Droplet-Based Electroporation for High-Throughput Biomolecular Cargo Loading of Extracellular Vesicles and Exosomes

Optimizes Cargo Loading a Sub-Cellular Scale, Enabling the Scaling of Drug Manufacturing

This electroporation platform enables the efficient, large-scale loading of biomolecular cargo into extracellular vesicles (EVs) and exosomes. Extracellular vesicles (EVs) are biocompatible, have fast cellular uptake, and can penetrate biological barriers, making them an emerging tool for delivering therapeutic agents to a patient’s body. However, loading the cargo molecules into EVs is currently highly challenging and inefficient due to their small size and scale, often with membrane fusion and aggregation.

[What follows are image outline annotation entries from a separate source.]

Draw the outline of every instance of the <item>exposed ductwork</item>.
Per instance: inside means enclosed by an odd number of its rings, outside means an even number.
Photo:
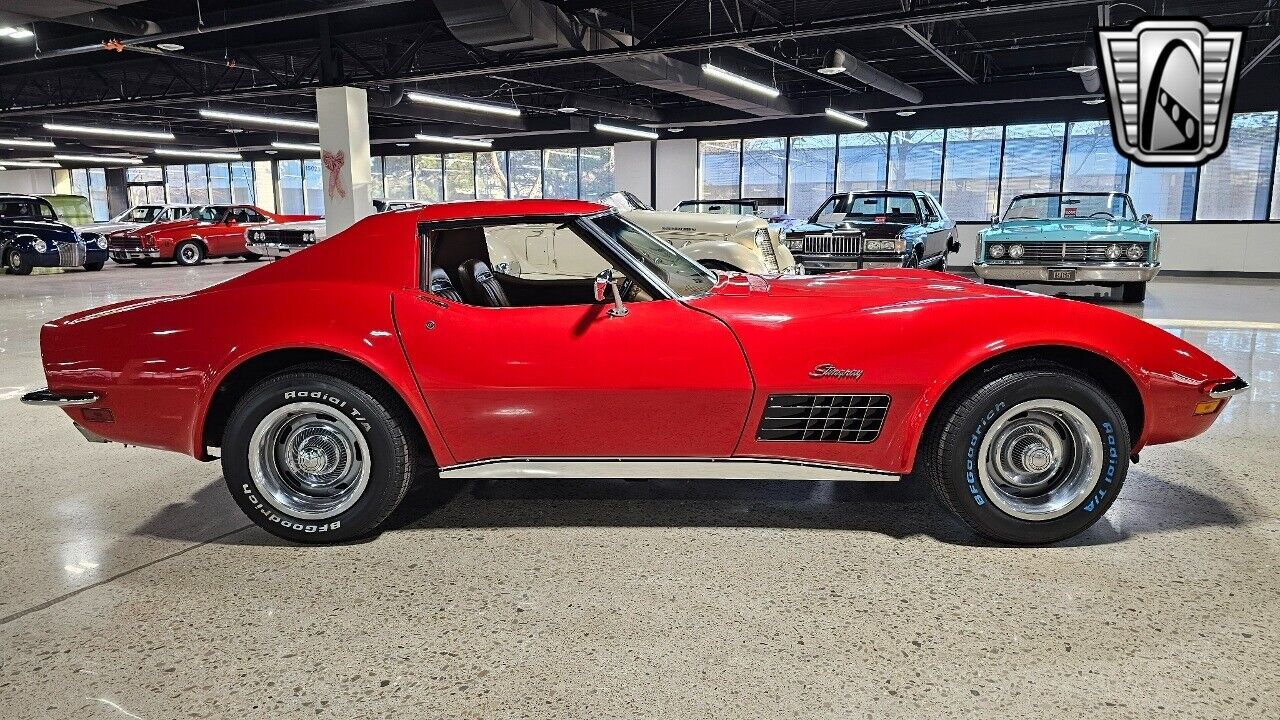
[[[631,36],[580,28],[543,0],[434,0],[449,32],[472,47],[492,51],[549,53],[605,50],[634,44]],[[796,114],[786,97],[765,99],[708,78],[701,68],[666,55],[595,63],[635,85],[694,97],[759,118]]]

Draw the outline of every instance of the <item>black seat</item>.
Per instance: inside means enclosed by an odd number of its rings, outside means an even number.
[[[445,300],[462,302],[462,293],[453,287],[453,281],[449,279],[449,274],[444,272],[444,268],[431,268],[430,288],[433,293]]]
[[[472,305],[511,307],[507,292],[502,290],[498,278],[493,277],[493,270],[484,260],[467,260],[458,265],[458,282]]]

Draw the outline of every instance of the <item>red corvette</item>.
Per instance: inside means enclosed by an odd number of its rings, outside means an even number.
[[[262,307],[283,320],[244,322]],[[433,471],[914,473],[978,533],[1052,542],[1247,387],[1112,310],[927,270],[717,275],[558,200],[374,215],[200,292],[68,315],[41,347],[49,388],[24,401],[90,439],[220,456],[256,523],[319,542],[376,530]]]
[[[108,236],[108,250],[116,263],[150,265],[175,261],[198,265],[209,258],[259,255],[244,247],[244,229],[265,223],[315,220],[319,215],[279,215],[253,205],[204,205],[187,219],[152,223]]]

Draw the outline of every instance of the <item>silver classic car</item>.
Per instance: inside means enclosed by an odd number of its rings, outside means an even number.
[[[978,232],[973,269],[991,284],[1121,287],[1125,302],[1142,302],[1160,273],[1160,231],[1149,223],[1124,192],[1019,195]]]

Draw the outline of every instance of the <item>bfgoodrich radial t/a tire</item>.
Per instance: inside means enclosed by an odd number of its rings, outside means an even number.
[[[413,420],[364,373],[317,365],[269,378],[237,405],[223,474],[242,510],[296,542],[375,532],[408,489]]]
[[[1064,366],[997,368],[959,388],[918,462],[977,533],[1009,543],[1069,538],[1092,525],[1129,471],[1129,427],[1093,380]]]

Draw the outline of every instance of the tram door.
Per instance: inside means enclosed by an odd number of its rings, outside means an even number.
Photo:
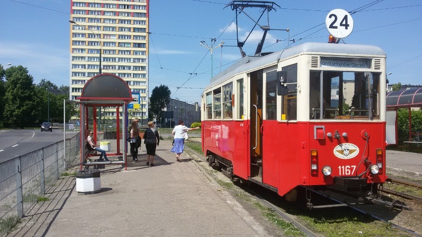
[[[250,74],[250,169],[251,178],[262,182],[263,73]]]

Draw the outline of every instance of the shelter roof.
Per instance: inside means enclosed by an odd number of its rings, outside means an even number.
[[[133,100],[129,86],[120,77],[108,73],[98,75],[85,83],[81,97],[81,101],[126,102]]]
[[[387,108],[422,106],[422,88],[391,92],[387,94]]]

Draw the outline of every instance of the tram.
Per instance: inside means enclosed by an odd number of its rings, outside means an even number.
[[[386,58],[318,43],[242,58],[202,95],[208,162],[286,198],[299,186],[376,189],[387,178]]]

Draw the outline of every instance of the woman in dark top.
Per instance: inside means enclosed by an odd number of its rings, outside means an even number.
[[[147,148],[147,165],[154,166],[154,156],[156,155],[156,149],[159,144],[159,135],[154,128],[154,122],[148,122],[148,128],[145,130],[144,134],[144,143]]]

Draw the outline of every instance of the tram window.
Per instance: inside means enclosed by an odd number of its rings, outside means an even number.
[[[212,119],[212,93],[209,92],[205,95],[207,103],[207,119]]]
[[[369,74],[369,87],[365,74],[325,71],[321,78],[320,71],[311,71],[310,118],[369,119],[370,114],[379,118],[379,74]]]
[[[287,95],[281,97],[281,120],[296,120],[297,110],[298,66],[297,64],[284,67],[284,83],[287,85]],[[291,84],[290,84],[291,83]]]
[[[243,79],[237,80],[237,90],[236,91],[236,99],[235,101],[236,102],[236,107],[237,109],[237,119],[244,119],[244,112],[243,112],[243,91],[245,90],[243,87]]]
[[[221,119],[221,89],[218,88],[213,91],[213,106],[212,111],[214,113],[214,119]]]
[[[266,89],[265,92],[265,117],[270,120],[277,120],[277,71],[265,73]]]
[[[224,119],[233,118],[233,106],[231,105],[231,95],[233,92],[233,83],[230,83],[223,86],[223,108]]]

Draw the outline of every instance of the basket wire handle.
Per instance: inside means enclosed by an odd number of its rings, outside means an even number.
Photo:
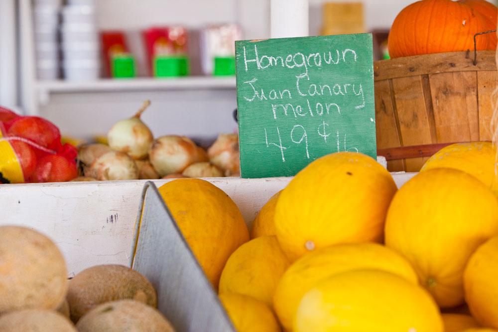
[[[486,34],[487,33],[491,33],[492,32],[496,32],[496,30],[490,30],[489,31],[484,31],[484,32],[478,32],[474,35],[474,65],[477,65],[477,41],[476,40],[476,37],[482,34]]]

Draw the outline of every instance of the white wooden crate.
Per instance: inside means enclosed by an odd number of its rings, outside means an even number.
[[[413,175],[393,174],[398,187]],[[248,225],[290,178],[207,179],[227,193]],[[154,181],[157,187],[171,180]],[[32,228],[62,251],[69,275],[100,264],[128,265],[146,181],[67,182],[0,186],[0,225]]]

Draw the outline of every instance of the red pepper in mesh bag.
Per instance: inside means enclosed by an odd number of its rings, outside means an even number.
[[[67,181],[77,176],[76,148],[52,122],[0,108],[0,183]],[[4,137],[2,137],[2,134]]]
[[[37,158],[28,143],[0,138],[0,183],[22,183],[33,174]]]
[[[19,116],[12,120],[7,129],[7,136],[22,137],[52,151],[61,148],[61,134],[59,128],[50,121],[38,116]],[[46,155],[46,151],[37,149],[38,157]]]
[[[76,163],[60,154],[42,157],[31,177],[32,182],[63,182],[78,176]]]
[[[0,134],[5,134],[10,127],[11,121],[18,117],[18,115],[8,109],[0,106]]]

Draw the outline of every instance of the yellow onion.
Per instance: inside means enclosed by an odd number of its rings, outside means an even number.
[[[135,160],[135,163],[138,168],[138,179],[140,180],[159,179],[159,174],[154,169],[154,167],[148,160]]]
[[[161,177],[181,173],[196,162],[199,155],[198,146],[190,138],[182,136],[161,136],[152,143],[149,159]]]
[[[187,178],[221,178],[223,172],[209,162],[196,163],[185,168],[182,175]]]
[[[89,175],[101,181],[136,180],[138,169],[135,161],[124,152],[112,151],[95,159]]]
[[[201,163],[203,161],[209,161],[209,157],[208,157],[208,153],[206,150],[200,146],[197,147],[197,158],[195,160],[196,163]]]
[[[220,134],[208,149],[208,156],[211,163],[221,168],[226,176],[240,175],[240,153],[237,134]]]
[[[84,170],[94,160],[110,151],[111,148],[106,144],[99,143],[83,144],[78,148],[78,160]]]
[[[112,126],[107,134],[107,140],[113,150],[127,153],[134,159],[147,157],[154,137],[140,116],[150,105],[150,101],[145,101],[132,117],[121,120]]]

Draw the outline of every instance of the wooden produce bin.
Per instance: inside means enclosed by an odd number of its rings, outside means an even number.
[[[495,53],[439,53],[374,62],[379,155],[391,171],[419,171],[448,143],[491,140]]]
[[[413,176],[393,174],[398,187]],[[250,226],[291,179],[207,180],[232,198]],[[155,188],[169,181],[3,185],[0,225],[23,225],[48,235],[62,251],[69,277],[98,264],[131,267],[152,283],[158,309],[176,331],[235,332]]]
[[[413,176],[394,174],[400,186]],[[208,180],[225,191],[248,225],[291,178]],[[153,181],[158,187],[171,180]],[[0,225],[32,228],[52,239],[62,251],[69,276],[94,265],[129,265],[142,190],[133,180],[0,186]]]

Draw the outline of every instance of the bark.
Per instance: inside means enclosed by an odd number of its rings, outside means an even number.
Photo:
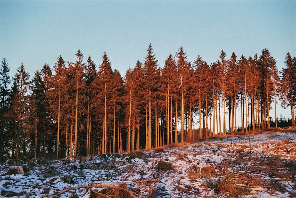
[[[175,115],[175,143],[178,143],[178,129],[177,127],[178,124],[178,111],[177,108],[177,93],[176,94],[176,110]]]
[[[74,155],[77,155],[77,131],[78,119],[78,77],[76,79],[76,103],[75,108],[75,134],[74,140]]]

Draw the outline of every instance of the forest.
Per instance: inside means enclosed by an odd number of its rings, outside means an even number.
[[[98,66],[80,50],[73,62],[60,56],[30,80],[22,63],[10,76],[4,58],[0,161],[129,152],[295,125],[296,57],[289,52],[279,71],[266,48],[229,59],[222,50],[209,64],[199,55],[189,61],[180,47],[163,68],[151,43],[147,51],[123,77],[106,52]],[[279,104],[290,119],[277,120]]]

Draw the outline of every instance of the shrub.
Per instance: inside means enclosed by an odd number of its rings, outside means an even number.
[[[156,169],[158,170],[167,171],[173,170],[174,167],[171,163],[169,162],[167,162],[160,160],[157,162]]]

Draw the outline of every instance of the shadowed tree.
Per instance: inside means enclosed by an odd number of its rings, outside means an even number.
[[[9,76],[10,69],[8,67],[7,60],[3,59],[0,68],[0,162],[2,162],[4,154],[8,154],[4,150],[8,148],[8,139],[7,129],[4,120],[5,114],[8,111],[9,106],[9,101],[11,79]]]
[[[285,58],[286,66],[280,71],[281,75],[280,98],[281,106],[285,109],[291,108],[292,124],[295,126],[295,104],[296,103],[296,57],[292,58],[289,52]]]

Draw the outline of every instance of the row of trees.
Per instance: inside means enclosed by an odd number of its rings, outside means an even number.
[[[289,52],[280,79],[266,49],[259,57],[234,52],[229,59],[222,50],[209,65],[199,55],[189,62],[181,47],[162,68],[151,44],[147,51],[124,78],[106,52],[98,68],[80,50],[75,62],[60,56],[30,81],[22,63],[9,76],[3,59],[0,160],[130,152],[224,136],[240,126],[269,128],[272,103],[276,127],[277,98],[291,107],[295,124],[296,57]]]

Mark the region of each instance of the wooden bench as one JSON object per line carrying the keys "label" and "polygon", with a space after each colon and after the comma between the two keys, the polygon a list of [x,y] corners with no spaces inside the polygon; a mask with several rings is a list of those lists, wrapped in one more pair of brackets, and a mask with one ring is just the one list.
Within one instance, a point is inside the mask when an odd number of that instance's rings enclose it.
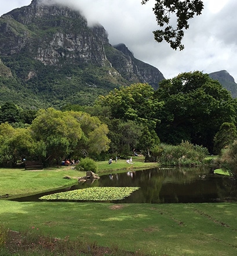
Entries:
{"label": "wooden bench", "polygon": [[41,161],[26,161],[25,169],[43,169],[43,164]]}

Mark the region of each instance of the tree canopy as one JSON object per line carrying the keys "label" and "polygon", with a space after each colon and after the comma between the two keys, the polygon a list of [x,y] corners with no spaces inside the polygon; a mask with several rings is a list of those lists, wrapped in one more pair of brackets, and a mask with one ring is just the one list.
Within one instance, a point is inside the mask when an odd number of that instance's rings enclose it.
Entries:
{"label": "tree canopy", "polygon": [[[149,0],[143,0],[145,4]],[[184,48],[182,40],[184,30],[189,28],[188,21],[194,15],[200,15],[203,9],[201,0],[155,0],[153,11],[158,25],[164,29],[153,31],[155,40],[158,42],[163,40],[168,42],[173,49],[183,50]],[[170,25],[170,19],[175,14],[177,27]]]}
{"label": "tree canopy", "polygon": [[184,73],[163,80],[155,93],[163,108],[157,112],[161,141],[172,144],[188,140],[212,151],[213,138],[224,122],[235,123],[235,101],[207,74]]}

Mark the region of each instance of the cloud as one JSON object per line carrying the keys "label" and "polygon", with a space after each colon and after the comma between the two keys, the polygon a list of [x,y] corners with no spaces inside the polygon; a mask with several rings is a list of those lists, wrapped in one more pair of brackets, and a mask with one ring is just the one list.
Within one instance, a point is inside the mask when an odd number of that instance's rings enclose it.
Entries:
{"label": "cloud", "polygon": [[[184,50],[176,51],[154,39],[152,31],[158,29],[152,12],[155,0],[143,5],[141,0],[53,1],[81,10],[90,25],[100,23],[111,44],[125,44],[135,58],[156,67],[166,78],[184,72],[225,69],[237,79],[237,1],[203,0],[202,15],[192,19],[185,31]],[[30,2],[0,0],[1,12]]]}

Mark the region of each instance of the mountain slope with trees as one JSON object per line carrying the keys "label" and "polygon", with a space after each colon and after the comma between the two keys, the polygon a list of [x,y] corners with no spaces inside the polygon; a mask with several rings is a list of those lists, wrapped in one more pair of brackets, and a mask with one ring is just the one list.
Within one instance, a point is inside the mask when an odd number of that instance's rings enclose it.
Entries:
{"label": "mountain slope with trees", "polygon": [[157,88],[164,79],[128,49],[113,47],[102,26],[89,27],[79,12],[38,0],[0,18],[0,88],[9,94],[0,103],[14,98],[28,108],[92,105],[121,86]]}

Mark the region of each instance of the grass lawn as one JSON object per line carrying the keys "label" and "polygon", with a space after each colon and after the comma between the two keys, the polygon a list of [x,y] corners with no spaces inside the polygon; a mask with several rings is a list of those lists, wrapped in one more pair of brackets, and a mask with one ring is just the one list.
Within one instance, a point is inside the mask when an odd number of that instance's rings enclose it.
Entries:
{"label": "grass lawn", "polygon": [[33,227],[149,255],[237,255],[236,204],[1,204],[1,221],[14,230]]}
{"label": "grass lawn", "polygon": [[[78,176],[85,172],[72,170],[70,167],[25,170],[20,169],[0,169],[0,196],[9,197],[38,194],[77,183]],[[68,176],[72,179],[63,179]]]}
{"label": "grass lawn", "polygon": [[[133,162],[133,165],[125,160],[111,165],[99,162],[98,174],[151,164],[141,158],[134,158]],[[17,196],[71,186],[85,173],[61,167],[42,171],[1,169],[0,175],[0,195]],[[65,176],[75,179],[63,179]],[[69,236],[143,255],[237,255],[236,203],[114,204],[2,200],[0,205],[0,225],[13,230]]]}

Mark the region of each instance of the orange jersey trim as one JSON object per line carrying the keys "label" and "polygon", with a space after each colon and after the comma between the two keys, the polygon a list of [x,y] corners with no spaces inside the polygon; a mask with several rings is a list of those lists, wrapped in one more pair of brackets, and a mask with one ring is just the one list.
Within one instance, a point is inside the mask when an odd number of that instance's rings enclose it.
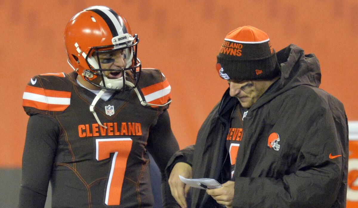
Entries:
{"label": "orange jersey trim", "polygon": [[163,82],[144,87],[141,90],[142,92],[143,92],[143,94],[144,96],[145,96],[157,91],[163,90],[169,85],[169,82],[168,81],[168,80],[165,80]]}

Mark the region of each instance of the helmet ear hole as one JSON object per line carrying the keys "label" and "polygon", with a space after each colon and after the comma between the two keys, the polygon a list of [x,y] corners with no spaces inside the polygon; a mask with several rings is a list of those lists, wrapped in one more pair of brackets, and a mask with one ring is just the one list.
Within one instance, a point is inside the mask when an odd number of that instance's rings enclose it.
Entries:
{"label": "helmet ear hole", "polygon": [[74,60],[76,61],[76,62],[77,62],[77,64],[79,64],[79,60],[78,60],[78,58],[77,56],[74,55],[73,54],[71,54],[71,55],[72,55],[72,57],[73,57],[73,59],[74,59]]}

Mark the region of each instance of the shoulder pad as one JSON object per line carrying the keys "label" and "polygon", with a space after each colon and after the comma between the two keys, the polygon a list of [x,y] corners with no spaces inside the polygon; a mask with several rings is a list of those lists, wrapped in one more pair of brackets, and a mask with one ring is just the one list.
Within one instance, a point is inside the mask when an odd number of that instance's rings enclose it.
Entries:
{"label": "shoulder pad", "polygon": [[145,101],[150,104],[163,105],[171,99],[170,85],[159,70],[142,69],[138,86]]}
{"label": "shoulder pad", "polygon": [[[69,106],[72,85],[63,72],[35,76],[28,83],[23,95],[26,113],[62,111]],[[39,112],[39,111],[40,112]]]}

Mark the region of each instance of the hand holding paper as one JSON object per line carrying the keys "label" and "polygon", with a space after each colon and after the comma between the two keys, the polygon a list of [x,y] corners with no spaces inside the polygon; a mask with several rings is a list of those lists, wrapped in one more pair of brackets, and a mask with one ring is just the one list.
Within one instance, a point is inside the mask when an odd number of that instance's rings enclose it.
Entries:
{"label": "hand holding paper", "polygon": [[222,186],[214,179],[211,178],[185,178],[180,175],[179,178],[186,184],[194,187],[201,189],[213,189],[222,187]]}

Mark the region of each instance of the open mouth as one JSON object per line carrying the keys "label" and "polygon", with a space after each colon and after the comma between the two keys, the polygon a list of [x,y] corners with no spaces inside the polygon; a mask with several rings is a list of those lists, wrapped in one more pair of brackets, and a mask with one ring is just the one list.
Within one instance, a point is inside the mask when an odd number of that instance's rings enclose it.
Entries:
{"label": "open mouth", "polygon": [[122,72],[111,72],[107,75],[108,79],[118,79],[121,77]]}

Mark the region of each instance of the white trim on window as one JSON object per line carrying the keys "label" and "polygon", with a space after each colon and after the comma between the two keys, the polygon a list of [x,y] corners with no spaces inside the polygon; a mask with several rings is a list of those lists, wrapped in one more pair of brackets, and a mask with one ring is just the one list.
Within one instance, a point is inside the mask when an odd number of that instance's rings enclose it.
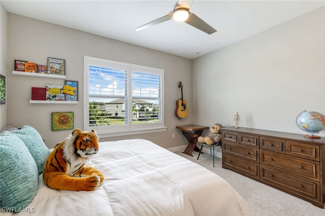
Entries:
{"label": "white trim on window", "polygon": [[164,69],[86,56],[84,64],[85,130],[102,137],[167,130]]}

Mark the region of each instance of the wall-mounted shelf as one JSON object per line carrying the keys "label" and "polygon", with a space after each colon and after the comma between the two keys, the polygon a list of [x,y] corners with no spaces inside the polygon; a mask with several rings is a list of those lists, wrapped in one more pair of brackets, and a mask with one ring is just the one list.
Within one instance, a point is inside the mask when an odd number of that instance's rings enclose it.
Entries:
{"label": "wall-mounted shelf", "polygon": [[78,101],[70,101],[69,100],[29,100],[29,103],[69,103],[78,104]]}
{"label": "wall-mounted shelf", "polygon": [[[17,71],[16,70],[12,71],[12,74],[16,75],[23,75],[23,76],[31,76],[34,77],[47,77],[48,78],[57,78],[57,79],[66,79],[66,76],[63,75],[55,75],[53,74],[38,74],[36,73],[29,73],[24,71]],[[75,101],[73,101],[75,102]]]}

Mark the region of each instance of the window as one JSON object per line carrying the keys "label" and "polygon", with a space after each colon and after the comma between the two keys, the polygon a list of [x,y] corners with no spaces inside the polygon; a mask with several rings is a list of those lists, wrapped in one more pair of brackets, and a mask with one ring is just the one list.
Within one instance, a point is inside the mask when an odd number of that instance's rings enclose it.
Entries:
{"label": "window", "polygon": [[85,56],[84,70],[86,130],[106,136],[166,131],[163,69]]}

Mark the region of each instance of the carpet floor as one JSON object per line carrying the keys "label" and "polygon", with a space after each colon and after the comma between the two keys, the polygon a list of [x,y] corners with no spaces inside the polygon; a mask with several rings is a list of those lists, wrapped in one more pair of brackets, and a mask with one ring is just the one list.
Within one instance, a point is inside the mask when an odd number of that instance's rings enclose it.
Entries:
{"label": "carpet floor", "polygon": [[259,183],[221,167],[221,159],[209,154],[200,156],[193,152],[193,157],[180,152],[175,152],[185,158],[205,167],[222,177],[231,185],[246,200],[254,216],[324,216],[325,209],[310,202]]}

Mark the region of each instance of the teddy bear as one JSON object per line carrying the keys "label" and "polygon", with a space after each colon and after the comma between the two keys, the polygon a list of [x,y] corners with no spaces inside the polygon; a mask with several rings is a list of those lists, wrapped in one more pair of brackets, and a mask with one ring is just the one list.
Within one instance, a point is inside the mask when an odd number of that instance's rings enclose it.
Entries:
{"label": "teddy bear", "polygon": [[199,136],[198,137],[198,141],[201,143],[207,143],[209,145],[212,145],[221,140],[221,130],[223,128],[222,125],[219,123],[215,123],[210,129],[210,132],[207,136]]}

Researchers at the University of Florida have developed a microfluidic, droplet-based electroporation system for efficient biomolecular cargo loading into extracellular vesicles (EVs) and exosomes, improving the efficiency and throughput of cargo loading and downstream drug delivery applications, as well as the compatibility with GMP manufacturing and scaling up.

Application

Droplet-based electroporation strategy for efficient and high-throughput loading of therapeutic cargo into extracellular vesicles and exosomes

Advantages

• Surrounds EVs/exosomes in droplets throughout the electroporation process, shielding them from contamination and heat degradation
• Manipulates EVs/exosomes in a microfluidic channel, enabling precise control of electrotransfection
• Provides a continuous flow of generation of droplets, electroporation, and harvesting, increasing throughput and processing on a scale of milliliters to liters of droplets
• Platform generates uniform electric field distribution, lowering the required voltage for improving electroporation efficiency
• The biomolecular cargo can be a target or therapeutic molecule, enabling the development of immunotherapy, gene therapy, vaccine, or regenerative medicine to treat diseases

Technology

This electroporation-based strategy for cargo loading into extracellular vesicles (EVs) or exosomes uses droplets containing EVs or exosomes and biomolecular cargo. The droplets flow through a microfluidic channel between two electrodes. The electrodes generate a uniformly distributed electric field across the channel, passing through multiple droplets at a time, increasing the permeability of the EVs/exosome membranes, and facilitating efficient cargo loading. The flow of droplets through the channel, electroporation, and harvesting is continuous, leading to large-scale production of loaded EVs primed for therapeutic delivery.